AFFIRMATIVE — EMPLOYMENT — WORKPLACE SPYING — INHERENCY 284

CURRENT LAWS ARE INADEQUATE

FEDERAL AND STATE LAWS PROTECTING WORKPLACE PRIVACY ARE NARROW AND NOT COMPREHENSIVE

Rod Dixon, an attorney at the U.S. Department of Education, "With Nowhere to Hide: Workers are Scrambling for Privacy in the Digital Age," Journal of Technology Law and Policy, Spring 1999, 4 J. Tech. L. & Pol'y 1, EE2001-JGM, P.48

Although conflicts over workplace privacy are increasing, legal analysis of the issue remains fragmented. A number of federal and state statutes regulate aspects of employee privacy, but each addresses only a particular, narrowly defined invasion. For example, separate federal statutes regulate the use of polygraph testing, credit reports, and medical examinations by employers. Similarly, over half the states have statutes regulating the use of polygraphs in employment; at least fourteen limit employer drug testing plans; and nearly two dozen forbid adverse employment actions based on off-duty tobacco use. No statute, however, deals with the issue of employee privacy in any comprehensive way. n132

EMPLOYERS CAN DO WHATEVER THEY WANT WITH WORKER PRIVACY

MARLA DICKERSON, TIMES STAFF WRITER, Los Angeles Times, June 7, 1999, SECTION: Business; Part C2; TITLE: CAREERS / TRUST YOUR BOSS // acs-VT2001

"There's almost nothing an employer can't do, and there's not much employers aren't doing," said Lewis Maltby, director of the American Civil Liberties Union's national task force on civil liberties in the workplace. "You may live in America. But it's not the same America when you go to work."

Technological progress has only hastened the trend. Experts estimate that at least 26 million Americans are electronically monitored every workday. All the gee-whiz technology that has made American workers poster children for productivity can also function as an electronic tether. In this digital age, your boss may know how fast you type, what Web sites you visit, with whom you're exchanging electronic messages and more.

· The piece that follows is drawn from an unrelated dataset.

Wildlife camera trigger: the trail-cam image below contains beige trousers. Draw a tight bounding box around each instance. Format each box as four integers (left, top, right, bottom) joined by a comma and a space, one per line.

PRIVATE COMPANIES ARE NOT BOUND BY LIMITS ON SEARCHES AND SEIZURES

MARLA DICKERSON, TIMES STAFF WRITER, Los Angeles Times, June 7, 1999, SECTION: Business; Part C2; TITLE: CAREERS / TRUST YOUR BOSS // acs-VT2001

The U.S. Constitution protects citizens from unreasonable searches and seizures and other invasive activities by government. Private-sector companies aren't bound by the same restrictions.

WORKERS ARE NOT PROTECTED AGAINST DISCRIMINATION BASED ON THEIR ACTIVITIES OFF THE JOB

Margaret Graham Tebo, ABA Journal, March, 2000 TITLE: No Peeking: Efforts to restrict monitoring of workers' outside activities gain favor // acs-VT2001

As the 21st century gets under way, some efforts are being made to protect employees from discrimination based on their off-the-job activities and lifestyles. So far, however, those efforts have produced a patchwork of laws that have not significantly interfered with efforts by companies to find out all they can about the people who work for them.

NO FEDERAL OR STATE LAWS PROTCT PRIVACY IN THE WORKPLACE

EVE TAHMINCIOGLU, St. Petersburg Times, February 01, 1999, SECTION: BUSINESS; COVER STORY; Pg. 11 TITLE: BUSINESS TOOL OR BIG BROTHER? // acs-EE2001

Federal and state laws dance around the issue, said William S. Hubbartt, a human resources consultant from St. Charles, Ill., and the author of The New Battle Over Workplace Privacy.

"There is no overriding federal law and no single state law that focuses on privacy in the workplace," Hubbartt said.

CONSTITUTIONAL RIGHTS DO NOT EXIST WHEN IT COMES TO YOUR EMPLOYER

Greg Dawson; The San Diego Union-Tribune, March 27, 2000, SECTION: BUSINESS;Pg. C-1 TITLE: Freedom of speech shares workplace with the freedom to be fired; it's a ... Constitutional Catch-22 // acs-VT2001

In the real workplace -- the one occupied by 99 percent of us -- anyone who embarrassed his company would soon be looking for a different company to embarrass. The First Amendment guarantees freedom of speech, not freedom from consequences.

"This is something critical about our Constitution that very few people understand," says Lewis Maltby, director of the American Civil Liberty Union's workplace division. "The Constitution and Bill of Rights only protect us against the government. They do not protect us against employers.